Five of the members were discussing methods of persuading poor people to save money. The sixth was making spots on the table with a pen.
They were interrupted, not by the expected Mayor, but by a young woman, who came violently in by the street door, rushed into the middle of the room, and got under the table. The members, in surprise, pushed back their chairs and made ladylike noises of protest and inquiry.
“They’re after me,” panted the person under the table.

It is surprising that Stella Benson’s books have been ignored since she died. Virago Press has never seen any need to reprint them. Yet her writing is vibrant, and there is a pronounced energetic wit that accompanies all her observation. The New Zealand poet and novelist Robyn Hyde, who was clearly influenced by Benson, declared that she would “rather be Stella Benson than anyone else in the world.” Perhaps Benson wrote only one mature novel of significance before her early death, Tobit Transplanted, and it could be that her strengths as a writer were surpassed by others of her generation. Her wit and light sarcasm can be found in Elizabeth von Arnim; her flowing style and graceful syntax can be seen elsewhere in abundance immediately after the First World War; her use of fantasy is bettered by Lord Dunsany and Ronald Firbank; her accounts of the social history of her time are somewhat naive when compared to some of her contemporaries; and as fatal damage to her literary afterlife, she never incorporated modernist tendencies (although she read modernist writers voraciously). But her attempt to transpose the imaginary, her “thought people” and her dream world, and make them part of our real world so that we cannot clearly see the join, is both bold and interesting. Containing a splash of fantasy with a twist of highbrow literary relish, Living Alone is a book that is difficult to categorise or brand, and Stella Benson might have rejoiced in that. A hundred years after its first publication in 1919 it can at least be regarded still as a work of secure individuality and originality, though unlikely to be hailed as a lost masterpiece.
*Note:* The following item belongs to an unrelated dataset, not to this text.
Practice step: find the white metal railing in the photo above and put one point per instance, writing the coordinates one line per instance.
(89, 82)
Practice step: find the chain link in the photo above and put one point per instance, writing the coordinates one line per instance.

Its mismatch of inner fantasy and observational reality might suggest that Living Alone is Harry Potter meets Louis Theroux.

STELLA BENSON (1892 – 1933) was descended, via her mother’s side of the family, from Samuel Pepys’ sister. Such anecdotal heritage is a peculiar coincidence, for her diaries — forty-two volumes reside in the Library at Cambridge University, she had been encouraged by J. B. S. Haldane to deposit them there, sealed for fifty years after her death — provide a rich resource: of her own creative energy, of a unique life with much travel and sharp observation (as a diplomat’s wife), of foreign lands and different people, of the colonial life and ethos at the time (her private scribbling became often the blueprint for much of her journalism), of her encounters with the good, the great and the ordinary, and of issues of great social concern. She kept this diary routinely and assiduously from the age of ten. Her last entry, after she had contracted pneumonia all but a month short of her forty-second birthday, was simply, “I fell into bed.”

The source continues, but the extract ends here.